The aforementioned points to the fact that NMT systems perform significantly better when a parallel text for the intended translation directionality is available (in this case, English-Arabic). The probabilistic recalling of NMT relatively had a persistent success in catching the corresponding word and term provided by the human translation, which was not the case for SMT represented by Reverso Translation. Therefore, it can be deduced that injecting web parallel corpora with quantities of human-translated texts from English into Arabic would strengthen the performance of PCBMT in this regard. The results provided by GNMT are truly encouraging and inspiring for further development of English-Arabic parallel corpora in terms of both quantity and quality.
3.4.2. Recalling Linguistic Appropriateness
While in Corpus 1 analysis, the focus was on evaluating the production of appropriate Arabic linguistics, in Corpus 2, it was more on evaluating how successful the PCBMT performance was in recalling appropriate Arabic linguistics from the humanly translated text.

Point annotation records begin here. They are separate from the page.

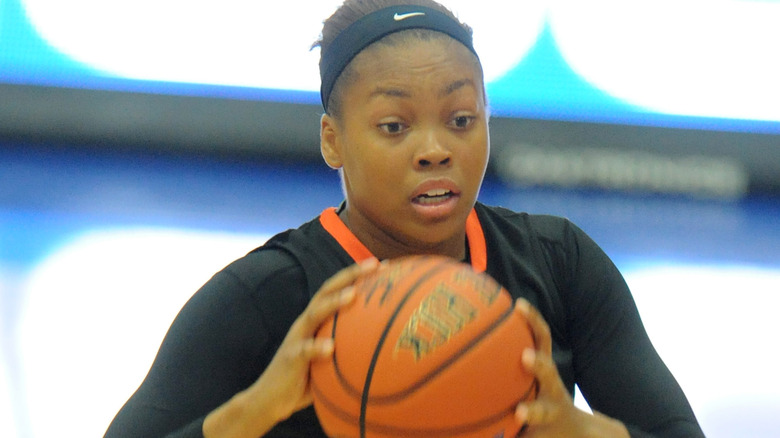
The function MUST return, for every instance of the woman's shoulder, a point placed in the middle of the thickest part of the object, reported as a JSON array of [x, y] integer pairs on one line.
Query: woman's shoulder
[[547, 227]]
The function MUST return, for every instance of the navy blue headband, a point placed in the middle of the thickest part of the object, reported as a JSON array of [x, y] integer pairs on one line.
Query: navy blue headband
[[374, 27]]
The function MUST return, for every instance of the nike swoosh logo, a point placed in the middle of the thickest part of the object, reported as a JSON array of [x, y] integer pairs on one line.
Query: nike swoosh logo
[[401, 17]]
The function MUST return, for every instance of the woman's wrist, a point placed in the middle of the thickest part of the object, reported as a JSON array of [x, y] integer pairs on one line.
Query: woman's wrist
[[244, 415]]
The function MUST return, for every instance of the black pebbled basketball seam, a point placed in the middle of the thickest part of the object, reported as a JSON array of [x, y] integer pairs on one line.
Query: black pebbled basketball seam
[[381, 341]]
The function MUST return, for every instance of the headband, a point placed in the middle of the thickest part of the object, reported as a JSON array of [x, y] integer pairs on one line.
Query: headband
[[373, 27]]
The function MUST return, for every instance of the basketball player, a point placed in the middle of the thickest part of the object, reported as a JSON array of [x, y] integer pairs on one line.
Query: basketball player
[[406, 124]]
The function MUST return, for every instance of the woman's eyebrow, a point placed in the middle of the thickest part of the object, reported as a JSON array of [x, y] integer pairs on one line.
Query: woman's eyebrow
[[454, 86]]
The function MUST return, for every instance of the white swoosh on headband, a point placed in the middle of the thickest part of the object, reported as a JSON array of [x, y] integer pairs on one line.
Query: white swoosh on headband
[[401, 17]]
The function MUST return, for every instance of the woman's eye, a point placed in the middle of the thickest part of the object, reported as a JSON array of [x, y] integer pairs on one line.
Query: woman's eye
[[392, 127], [462, 121]]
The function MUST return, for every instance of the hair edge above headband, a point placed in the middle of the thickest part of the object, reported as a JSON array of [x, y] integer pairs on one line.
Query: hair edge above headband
[[375, 26]]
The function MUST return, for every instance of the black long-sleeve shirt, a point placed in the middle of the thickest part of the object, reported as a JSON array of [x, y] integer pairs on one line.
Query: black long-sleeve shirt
[[227, 333]]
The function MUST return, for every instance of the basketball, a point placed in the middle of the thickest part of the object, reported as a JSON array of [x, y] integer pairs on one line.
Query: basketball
[[429, 348]]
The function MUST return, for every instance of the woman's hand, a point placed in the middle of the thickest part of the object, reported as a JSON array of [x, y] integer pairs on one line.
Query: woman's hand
[[283, 388], [552, 413]]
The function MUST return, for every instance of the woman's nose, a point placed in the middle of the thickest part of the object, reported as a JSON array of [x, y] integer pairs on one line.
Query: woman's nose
[[432, 153]]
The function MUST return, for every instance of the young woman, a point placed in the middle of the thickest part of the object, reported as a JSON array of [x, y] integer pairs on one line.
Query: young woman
[[406, 124]]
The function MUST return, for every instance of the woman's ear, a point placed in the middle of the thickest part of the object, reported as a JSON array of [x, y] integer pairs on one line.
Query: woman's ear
[[329, 142]]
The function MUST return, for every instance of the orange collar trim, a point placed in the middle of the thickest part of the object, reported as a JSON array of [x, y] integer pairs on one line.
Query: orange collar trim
[[333, 224]]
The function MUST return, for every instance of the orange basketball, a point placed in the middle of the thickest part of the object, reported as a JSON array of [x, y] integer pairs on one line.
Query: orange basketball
[[429, 348]]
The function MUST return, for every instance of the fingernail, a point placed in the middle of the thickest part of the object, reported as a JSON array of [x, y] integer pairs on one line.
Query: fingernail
[[523, 306], [529, 357], [369, 263], [347, 294], [521, 414]]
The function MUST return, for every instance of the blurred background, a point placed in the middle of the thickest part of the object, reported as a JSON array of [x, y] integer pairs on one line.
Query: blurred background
[[144, 145]]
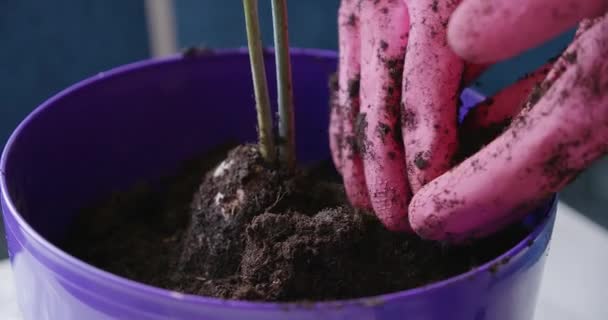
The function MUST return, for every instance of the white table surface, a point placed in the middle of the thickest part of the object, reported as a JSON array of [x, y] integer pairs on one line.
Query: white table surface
[[575, 284]]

3.4.2.1 Structural Consistency
Both PCBMT systems used in this study provided a cleaner performance for Corpus 2 compared to Corpus 1. However, instances of erroneous structural correspondences to the human translation were present. In Table 11 below, erroneous structural correspondences are listed together with the original structure and the human disposition in this regard.
Table 12. Erroneous structural correspondences to the Arabic human translation.
Source Structure |
PCBMT System |
PCBMT Output |
Human Translation |
Promoting and encouraging |
GNMT/SMT |
تعزيز وتشجيع |
تعزيز احترام حقوق الإنسان والتشجيع على ذلك |
As the principal global police making body |
GNMT |
كهيئة عالمية رئيسية لصنع السياسات |
بصفتها الهيئة العالمية الرئيسية لصنع السياسات |
Total of erroneous structural correspondences |
2 |
It is inappropriate in Arabic to juxtapose two grammatically undefined nouns in a sentence structure. Alternatively, Arabic prefers to have every undefined noun juxtaposed with its defining genitive. In the first example of erroneous structural correspondence shown in Table 11 above, the error appears despite the appropriateness of the human translation. The use of ’ك’ before a word in Arabic is to express similarities between two things. The meaning here, though, was about the body itself as a principal global policy maker, not something resembling it.
3.4.2.2. Context
Both PCBMT systems used in this study provided a decent performance for Corpus 2 in Arabic. The already stored human translation of Corpus 2 in Arabic in their systems helped the performance achieve a certain degree of context invariance. GNMT provided quasi-perfect invariance in transmitting the intended contextual nuances from the source text, with a strong performance in recalling all necessary co-textual elements that express each sentence’s context. SMT performance, represented by Reverso, was also stable in many parts, but a serious failure had an impact on context invariance. In the only erroneous sentence translation shown in Table 7 above, a complete phrasal meaning was reversed. While the context was about the UN promoting women’s rights, the sentence conveyed a meaning suggesting that the UN actually warns everyone about women. Such an error is clearly confusing for a reader new to this context and would directly attribute it to a translation error. As a result, GNMT has tangibly proven its outperformance in translating from English into Arabic when an input’s parallel text is already available in the systems, both structurally and contextually.
Discussion and Conclusion
It is widely acknowledged that Arabic MT renditions need further research in MT studies to ensure output quality meets the requirements for minimal human revision. Indeed, PCBMT systems have propelled Arabic MT forward and moved away from the awkwardness prevalent in earlier approaches, providing Arabic renditions that meet basic requirements at many levels. However, quality issues persist in PCBMT Arabic performance, resulting in several errors in critical linguistic and contextual levels. Thus, this study addressed quality issues in two parts: first, the quality of the English-Arabic parallel corpus used by PCBMT systems, and second, the quality of these systems’ outputs in the English-to-Arabic translation direction.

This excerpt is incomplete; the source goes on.